In this experiment, we evaluated the performance of an adaptive transfer scheme that monitors system image requests and dynamically changes the file transfer method. The experimental environment for adaptive transfer is listed in Table 1.
Figure 13 shows the system image request scenario of a FLEX-IoT platform. This scenario was generated based on the assumption that there are 2000 IoT devices on the IoT platform. We used Poisson distribution with parameter λ = 4 to generate the random time interval between requests. Each time the system image request was generated, the corresponding system image was selected based on the randomly generated probabilities which were changed per time slice.
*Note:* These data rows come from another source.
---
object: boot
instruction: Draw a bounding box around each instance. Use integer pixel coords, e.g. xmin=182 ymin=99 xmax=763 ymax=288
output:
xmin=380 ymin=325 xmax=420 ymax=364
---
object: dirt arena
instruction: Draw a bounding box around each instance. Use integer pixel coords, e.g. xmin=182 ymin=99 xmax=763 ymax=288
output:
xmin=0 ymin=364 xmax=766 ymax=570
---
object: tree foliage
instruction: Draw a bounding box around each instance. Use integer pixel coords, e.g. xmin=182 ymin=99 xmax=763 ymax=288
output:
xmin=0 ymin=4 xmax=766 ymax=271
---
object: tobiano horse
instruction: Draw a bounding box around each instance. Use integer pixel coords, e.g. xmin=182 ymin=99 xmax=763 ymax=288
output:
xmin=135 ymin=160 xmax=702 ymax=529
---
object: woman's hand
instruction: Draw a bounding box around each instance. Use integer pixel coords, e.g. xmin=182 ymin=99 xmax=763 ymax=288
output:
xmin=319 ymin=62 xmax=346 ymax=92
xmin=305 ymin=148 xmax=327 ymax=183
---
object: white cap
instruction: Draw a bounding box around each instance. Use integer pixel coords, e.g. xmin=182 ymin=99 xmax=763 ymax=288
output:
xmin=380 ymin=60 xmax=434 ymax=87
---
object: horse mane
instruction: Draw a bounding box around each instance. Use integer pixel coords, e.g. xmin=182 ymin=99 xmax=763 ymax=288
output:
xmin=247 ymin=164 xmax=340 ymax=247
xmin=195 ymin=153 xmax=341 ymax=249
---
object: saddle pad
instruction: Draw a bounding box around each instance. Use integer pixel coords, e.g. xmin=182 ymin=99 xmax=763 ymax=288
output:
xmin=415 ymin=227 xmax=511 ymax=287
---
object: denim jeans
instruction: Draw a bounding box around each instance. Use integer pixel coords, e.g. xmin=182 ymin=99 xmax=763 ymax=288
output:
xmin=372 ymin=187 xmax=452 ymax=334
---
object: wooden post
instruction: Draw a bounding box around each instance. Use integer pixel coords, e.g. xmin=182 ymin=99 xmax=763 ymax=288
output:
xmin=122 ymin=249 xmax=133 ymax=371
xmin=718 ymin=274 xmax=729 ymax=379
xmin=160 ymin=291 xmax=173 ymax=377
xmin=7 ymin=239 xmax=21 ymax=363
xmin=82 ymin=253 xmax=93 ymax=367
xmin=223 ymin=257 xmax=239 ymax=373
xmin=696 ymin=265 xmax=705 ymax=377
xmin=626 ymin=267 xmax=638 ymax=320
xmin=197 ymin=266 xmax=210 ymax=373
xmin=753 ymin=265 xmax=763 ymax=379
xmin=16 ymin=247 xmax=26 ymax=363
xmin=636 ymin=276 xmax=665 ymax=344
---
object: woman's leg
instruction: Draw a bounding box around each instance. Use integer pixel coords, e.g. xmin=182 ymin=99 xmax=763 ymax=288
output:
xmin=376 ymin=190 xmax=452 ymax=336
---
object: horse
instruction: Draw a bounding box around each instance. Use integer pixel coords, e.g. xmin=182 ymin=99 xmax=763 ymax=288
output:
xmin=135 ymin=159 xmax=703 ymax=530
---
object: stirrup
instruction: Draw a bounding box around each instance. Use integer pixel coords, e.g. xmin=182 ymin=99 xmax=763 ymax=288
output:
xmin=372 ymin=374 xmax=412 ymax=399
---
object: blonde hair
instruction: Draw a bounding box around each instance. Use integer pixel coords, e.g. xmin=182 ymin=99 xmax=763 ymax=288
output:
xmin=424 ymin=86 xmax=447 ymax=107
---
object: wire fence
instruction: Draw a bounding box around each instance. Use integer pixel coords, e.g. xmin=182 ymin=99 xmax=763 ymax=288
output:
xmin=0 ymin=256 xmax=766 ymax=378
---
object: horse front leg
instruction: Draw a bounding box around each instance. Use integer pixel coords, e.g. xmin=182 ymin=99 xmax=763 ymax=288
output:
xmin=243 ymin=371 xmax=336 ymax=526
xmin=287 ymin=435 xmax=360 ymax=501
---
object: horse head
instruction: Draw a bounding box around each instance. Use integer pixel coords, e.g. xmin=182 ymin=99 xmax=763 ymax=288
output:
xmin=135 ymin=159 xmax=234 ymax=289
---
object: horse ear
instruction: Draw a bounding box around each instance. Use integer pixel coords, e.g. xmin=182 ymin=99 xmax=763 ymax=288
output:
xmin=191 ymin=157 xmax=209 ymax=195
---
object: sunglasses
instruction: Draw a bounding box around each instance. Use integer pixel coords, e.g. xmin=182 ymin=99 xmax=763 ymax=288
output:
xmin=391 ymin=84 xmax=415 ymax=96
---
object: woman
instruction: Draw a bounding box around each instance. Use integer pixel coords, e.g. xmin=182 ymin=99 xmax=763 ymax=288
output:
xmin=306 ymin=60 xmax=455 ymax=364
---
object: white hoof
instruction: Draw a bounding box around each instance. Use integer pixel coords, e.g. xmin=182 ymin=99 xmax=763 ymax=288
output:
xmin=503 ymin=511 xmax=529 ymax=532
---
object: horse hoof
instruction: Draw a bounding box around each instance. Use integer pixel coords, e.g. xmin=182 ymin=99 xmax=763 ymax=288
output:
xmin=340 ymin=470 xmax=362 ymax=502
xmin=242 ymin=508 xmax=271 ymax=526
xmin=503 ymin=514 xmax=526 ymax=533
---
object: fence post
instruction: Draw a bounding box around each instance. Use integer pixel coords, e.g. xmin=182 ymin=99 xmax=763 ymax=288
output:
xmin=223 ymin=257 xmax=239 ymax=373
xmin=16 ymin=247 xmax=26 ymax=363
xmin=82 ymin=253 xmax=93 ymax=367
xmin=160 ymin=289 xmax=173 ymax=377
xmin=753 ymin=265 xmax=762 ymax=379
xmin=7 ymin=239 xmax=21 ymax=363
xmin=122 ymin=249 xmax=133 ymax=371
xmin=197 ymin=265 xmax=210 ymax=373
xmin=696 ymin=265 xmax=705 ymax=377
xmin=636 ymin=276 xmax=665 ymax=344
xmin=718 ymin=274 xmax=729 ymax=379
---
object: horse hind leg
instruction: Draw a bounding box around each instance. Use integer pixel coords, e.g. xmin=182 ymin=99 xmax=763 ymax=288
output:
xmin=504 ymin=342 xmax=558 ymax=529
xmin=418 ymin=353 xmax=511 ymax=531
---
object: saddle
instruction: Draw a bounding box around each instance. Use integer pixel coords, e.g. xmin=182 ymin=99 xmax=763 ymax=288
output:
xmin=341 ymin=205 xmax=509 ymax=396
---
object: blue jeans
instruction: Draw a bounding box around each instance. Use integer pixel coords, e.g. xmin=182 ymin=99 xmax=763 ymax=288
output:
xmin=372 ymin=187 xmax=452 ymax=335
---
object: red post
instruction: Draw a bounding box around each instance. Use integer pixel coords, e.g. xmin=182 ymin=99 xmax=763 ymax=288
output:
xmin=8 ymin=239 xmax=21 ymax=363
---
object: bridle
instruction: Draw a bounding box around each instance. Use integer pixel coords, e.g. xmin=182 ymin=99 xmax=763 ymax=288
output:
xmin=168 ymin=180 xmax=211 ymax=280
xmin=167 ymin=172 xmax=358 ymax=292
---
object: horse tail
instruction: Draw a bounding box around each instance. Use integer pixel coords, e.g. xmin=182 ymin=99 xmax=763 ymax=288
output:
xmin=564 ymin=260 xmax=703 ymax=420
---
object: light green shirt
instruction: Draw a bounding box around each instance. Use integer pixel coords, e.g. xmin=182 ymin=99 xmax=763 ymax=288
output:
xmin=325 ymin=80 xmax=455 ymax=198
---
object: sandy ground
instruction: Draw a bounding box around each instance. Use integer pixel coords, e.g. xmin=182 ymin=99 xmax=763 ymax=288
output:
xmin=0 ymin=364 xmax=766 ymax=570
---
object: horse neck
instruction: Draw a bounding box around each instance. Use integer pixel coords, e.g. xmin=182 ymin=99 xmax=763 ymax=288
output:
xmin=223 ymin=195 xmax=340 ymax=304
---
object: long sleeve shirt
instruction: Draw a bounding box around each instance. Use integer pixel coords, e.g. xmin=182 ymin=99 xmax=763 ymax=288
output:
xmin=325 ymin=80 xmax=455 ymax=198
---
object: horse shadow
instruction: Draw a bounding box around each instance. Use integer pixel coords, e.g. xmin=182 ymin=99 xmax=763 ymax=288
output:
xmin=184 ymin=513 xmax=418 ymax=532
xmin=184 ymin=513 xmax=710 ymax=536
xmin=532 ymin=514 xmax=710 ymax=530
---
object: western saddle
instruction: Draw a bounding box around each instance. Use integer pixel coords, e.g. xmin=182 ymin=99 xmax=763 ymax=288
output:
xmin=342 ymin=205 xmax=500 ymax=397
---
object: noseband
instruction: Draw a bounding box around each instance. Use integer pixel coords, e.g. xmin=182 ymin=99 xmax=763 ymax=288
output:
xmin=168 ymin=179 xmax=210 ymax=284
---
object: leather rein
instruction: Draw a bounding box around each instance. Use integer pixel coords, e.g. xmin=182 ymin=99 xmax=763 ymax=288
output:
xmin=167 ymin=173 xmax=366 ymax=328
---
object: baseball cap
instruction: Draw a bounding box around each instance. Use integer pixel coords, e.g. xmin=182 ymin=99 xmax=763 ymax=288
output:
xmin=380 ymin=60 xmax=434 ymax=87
We changed these probabilities regularly on the assumption that the number of requests for each system images would dynamically change depending on the environment of the IoT platform. In addition, we assumed that the broadcast overhead constant α is 20.
Figure 14 shows the total volume of the transmitted system images when α = 20 . When the server used adaptive transfer that employs both unicast and broadcast to transmit system image files, the total volume of transmission per time slice was generally much lower than when the server used only unicast. When there are more than 15 duplicated requests for the same system image every δ seconds, the server adopted broadcast as the transfer method. In most cases, when there are less than 15 duplicated requests for the same system image per δ seconds, the server used unicast.
Figure 15 shows the amount of decreased volume of transferred system images by using adaptive file transfer. In most of the cases of our simulated result, we could see the decrease in the volume of transferred system images through adaptive file transfer.
By using the adaptive transfer technique, the server could dramatically reduce the total transmission volume of system image blocks by 27% on average in the simulation as shown in Figure 16.
However, there are some cases where the server uses only unicast because the proposed adaptive transfer technique takes into account the overhead caused by using broadcast. In this situation, the server used only unicast since the overhead caused by broadcast outweighed the benefit of the lowered total transmission volume.
Figure 17 shows the amount of usage of unicast and broadcast per time slice when the broadcast overhead constant ( α ) is 20. As explained above, there are situations where the server uses only unicast. This is because the server factors in the overhead induced by using broadcast. We can see that the server uses broadcast only when using it is acceptable. By implementing adaptive transfer technique, the server can reduce a significant amount of data transmission volume.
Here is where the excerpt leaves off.